息遣いと温もりが肌から直接伝わる感覚にカミキリが浸っていれば、明るさを随分取り戻した東雲の声が鼓膜を震わせた。
「だーかーらー。感謝のちゅー」
「──!?」
はっきりと聞こえたリップ音。何かを押し付けられた感覚が頬から感じたとの同時にカミキリは耳まで真っ赤になった。酔っても多少分別ある行動をとる東雲であったが、今回は箍が余裕で外れるくらいお酒を飲みまくってしまっていた。
ありがとう、ありがとうと東雲が繰り返し言う間にキスの雨がカミキリに注がれる。
彼女の名誉のために言うが別に酔うとキス魔になるわけでも、誰それ構わずやるわけではない。
だが、そんな事なぞカミキリは一切分からず、とっくにキャパオバになっている状態では正常に頭が回らないのは言うまでもない。
「オ、オヤさんもう、伝わっタ、カラ、
上手く力が入らない手で東雲の体を押せば、彼女はあっさりキスを止め殆ど開けていない糸目で「んー」と唸った。東雲が纏う雰囲気からカミキリは安堵の溜息を吐き、子供の手を引く大人宜しく彼女の手を掴み和室へと向かった。
「ここデ寝て」
カミキリが指差す先にはさっきまで自分が寝ていた敷布団。
それを半分寝ている頭で頷いた東雲は徐に自分が着ている服を脱ぎ始めたので、カミキリは閃光の如き速さで脱ぎかけていた上着を着直させた。東雲の寝ぼけた頭で寝間着に着替えなければならないという行動により、正直キスの雨で眠気が吹っ飛んでいたが、これで完全にカミキリの眠気は帰らぬ人となった。
「何故脱グ」
思わず語気も強くなってしまうというもの。だが、そんなカミキリに構わず関せず、脱いでは駄目なのだとぼんやり認識した東雲はまた唸りながら敷布団にその身を漸く横たわせた。
やっと、やっとこれで眠気は消えてしまったが寝れる。そうカミキリが踵を返そうとしたら声を掛けられたので振り返った。
「あい、カミキリさんのばしょー」
掛布団を上げ緊張感なぞ無い笑顔で「東雲の此処空いてますよ」する相手にカミキリは何とも言えない顔になり、おずおずと彼女の横に体を滑り込ませた。

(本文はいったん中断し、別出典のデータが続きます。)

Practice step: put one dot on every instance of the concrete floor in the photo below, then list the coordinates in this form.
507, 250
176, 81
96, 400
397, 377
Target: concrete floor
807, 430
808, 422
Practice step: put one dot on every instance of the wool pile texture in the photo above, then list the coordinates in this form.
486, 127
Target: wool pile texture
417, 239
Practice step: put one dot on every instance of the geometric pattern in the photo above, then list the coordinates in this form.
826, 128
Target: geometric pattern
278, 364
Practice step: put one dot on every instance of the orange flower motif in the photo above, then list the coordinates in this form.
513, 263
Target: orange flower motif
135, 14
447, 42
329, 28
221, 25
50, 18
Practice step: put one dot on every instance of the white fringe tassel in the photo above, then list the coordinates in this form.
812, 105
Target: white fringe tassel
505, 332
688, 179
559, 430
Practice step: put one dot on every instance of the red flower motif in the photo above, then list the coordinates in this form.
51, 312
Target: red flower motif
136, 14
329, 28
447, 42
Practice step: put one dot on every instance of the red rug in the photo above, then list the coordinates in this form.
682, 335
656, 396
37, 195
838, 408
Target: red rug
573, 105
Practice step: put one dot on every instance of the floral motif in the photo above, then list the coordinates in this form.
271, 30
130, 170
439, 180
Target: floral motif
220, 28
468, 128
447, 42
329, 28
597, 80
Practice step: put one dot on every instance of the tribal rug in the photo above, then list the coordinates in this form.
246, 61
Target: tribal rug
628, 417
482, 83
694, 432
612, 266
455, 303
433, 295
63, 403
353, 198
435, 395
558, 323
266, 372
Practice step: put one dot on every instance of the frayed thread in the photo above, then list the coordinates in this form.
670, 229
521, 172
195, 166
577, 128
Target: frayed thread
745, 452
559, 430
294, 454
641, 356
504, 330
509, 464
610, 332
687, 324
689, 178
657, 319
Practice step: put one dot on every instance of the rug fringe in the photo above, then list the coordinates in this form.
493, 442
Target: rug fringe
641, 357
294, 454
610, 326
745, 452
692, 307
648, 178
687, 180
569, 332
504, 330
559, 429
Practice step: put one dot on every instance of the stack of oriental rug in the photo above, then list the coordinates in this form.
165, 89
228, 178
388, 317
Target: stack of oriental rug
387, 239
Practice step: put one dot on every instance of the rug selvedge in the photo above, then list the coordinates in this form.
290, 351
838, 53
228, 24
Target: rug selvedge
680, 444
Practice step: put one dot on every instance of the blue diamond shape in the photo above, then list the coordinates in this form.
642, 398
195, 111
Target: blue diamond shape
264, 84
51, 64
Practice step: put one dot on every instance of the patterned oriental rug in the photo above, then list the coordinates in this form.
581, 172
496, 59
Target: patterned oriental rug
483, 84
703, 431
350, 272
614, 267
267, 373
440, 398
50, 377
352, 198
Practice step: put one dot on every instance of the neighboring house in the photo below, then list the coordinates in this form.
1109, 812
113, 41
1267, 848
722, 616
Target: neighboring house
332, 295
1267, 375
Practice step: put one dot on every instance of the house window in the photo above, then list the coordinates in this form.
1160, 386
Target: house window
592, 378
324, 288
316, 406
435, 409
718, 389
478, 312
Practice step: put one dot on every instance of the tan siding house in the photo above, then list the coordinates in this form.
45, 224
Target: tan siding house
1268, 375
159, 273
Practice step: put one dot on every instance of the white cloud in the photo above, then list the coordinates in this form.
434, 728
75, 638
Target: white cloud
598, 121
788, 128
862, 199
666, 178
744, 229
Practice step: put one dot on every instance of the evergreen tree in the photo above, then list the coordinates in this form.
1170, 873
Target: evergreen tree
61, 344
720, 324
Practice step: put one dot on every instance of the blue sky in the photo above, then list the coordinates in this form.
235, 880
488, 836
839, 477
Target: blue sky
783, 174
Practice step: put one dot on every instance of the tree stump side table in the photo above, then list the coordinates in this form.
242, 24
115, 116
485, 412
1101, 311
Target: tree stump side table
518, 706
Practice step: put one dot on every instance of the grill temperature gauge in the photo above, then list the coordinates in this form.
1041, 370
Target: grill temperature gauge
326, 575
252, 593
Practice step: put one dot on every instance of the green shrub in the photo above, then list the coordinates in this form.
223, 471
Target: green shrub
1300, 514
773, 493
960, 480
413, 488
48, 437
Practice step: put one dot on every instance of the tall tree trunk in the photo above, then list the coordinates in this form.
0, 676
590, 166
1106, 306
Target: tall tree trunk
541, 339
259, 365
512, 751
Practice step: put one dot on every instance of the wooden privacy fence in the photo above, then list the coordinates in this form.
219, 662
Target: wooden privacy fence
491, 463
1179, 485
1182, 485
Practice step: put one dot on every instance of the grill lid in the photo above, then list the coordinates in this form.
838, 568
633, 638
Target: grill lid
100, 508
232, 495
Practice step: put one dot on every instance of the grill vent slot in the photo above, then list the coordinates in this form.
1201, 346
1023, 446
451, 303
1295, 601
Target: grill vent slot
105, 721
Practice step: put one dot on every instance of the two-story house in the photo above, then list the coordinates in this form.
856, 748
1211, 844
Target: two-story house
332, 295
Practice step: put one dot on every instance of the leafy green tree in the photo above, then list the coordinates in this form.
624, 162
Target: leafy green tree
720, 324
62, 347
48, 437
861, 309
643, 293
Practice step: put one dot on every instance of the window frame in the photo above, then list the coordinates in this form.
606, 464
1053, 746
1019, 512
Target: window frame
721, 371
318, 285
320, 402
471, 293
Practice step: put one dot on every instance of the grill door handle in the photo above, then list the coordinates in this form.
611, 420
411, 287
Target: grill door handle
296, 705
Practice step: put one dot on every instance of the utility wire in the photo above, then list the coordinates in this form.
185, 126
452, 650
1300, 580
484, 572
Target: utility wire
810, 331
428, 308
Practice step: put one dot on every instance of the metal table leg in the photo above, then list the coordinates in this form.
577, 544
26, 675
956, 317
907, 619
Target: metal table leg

カミキリが来るなり上げていた掛布団を下ろし、そのままカミキリの体を東雲が抱き寄せる。
「やわいねー涼しいねーきもちいーねー」
とても楽しそうに嬉しそうに笑っていた東雲だったが、心地よい微睡みに程なくして意識を放った。
完全に寝入った東雲の寝顔を見詰めるカミキリの頭には先程の彼女の言葉が響き渡る。

「カミキリさんのばしょー」

それが今住んでいるマンションという意味なのか、はたまた今包まれている腕の中なのか定かではない。
ただ、どちらにせよ自分は東雲薫という人間の傍にいたいという気持ちに変わりはない。
カミキリは自身の腕を東雲に巻き付け、そして宵闇色の瞳を瞼裏に隠したのだった。